I am happy to announce that I have been awarded the Ontario Ministry of Research and Innovation’s Early Researcher Award. The award will facilitate the lab’s research on honey bee genes, behaviour, and adaptation.
A big welcome to our incoming grad student Brock Harpur who officially joined the lab last week. Brock joined us from the University of Northern British Colombia (BSc). He is a 2010 Julie Payette NSERC Research Scholarship awardee – Congrats Brock!
Brock plans to launch (Payette-style) his graduate work with a molecular evolution study of innate immunity in the honey bee.
The Natural Sciences and Engineering Research Council of Canada (NSERC) will fund Dr. Amro Zayed’s Discovery Program proposal titled “Genomic studies of complex behaviour: honey bee genes, behaviour, and adaptation” from 2010 to 2015. Visit www.nserc-crsng.gc.ca for more details. The funding will be used to integrate genomics and population genetics to study the evolution and genetic mechanisms underlying worker behaviour in honey bee colonies.

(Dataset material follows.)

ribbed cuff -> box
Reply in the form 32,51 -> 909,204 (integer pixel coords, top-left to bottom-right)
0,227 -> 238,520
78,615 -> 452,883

I am pleased to announce that NSERC postdoctoral fellow Dr. Clement Kent has joined our laboratory. Dr. Kent received his PhD from the University of Toronto where he studied the genetics of foraging and ‘social’ behaviours in the fruit fly with Drs. Marla Sokolowski and Joel Levine.
The National Science Foundation (USA) will fund a collaborative research project to investigate how worker honey bees transition between behavioural states. The project “A systems approach to brain and behavioral state in the honey bee” will be undertaken by Dr. Charles Whitfield’s (Principal Investigator) laboratory at the University of Illinois at Urbana-Champagin, and Dr. Amro Zayed (Co-Principal Investigator) at York University. More information on the project can be found on NSF’s website.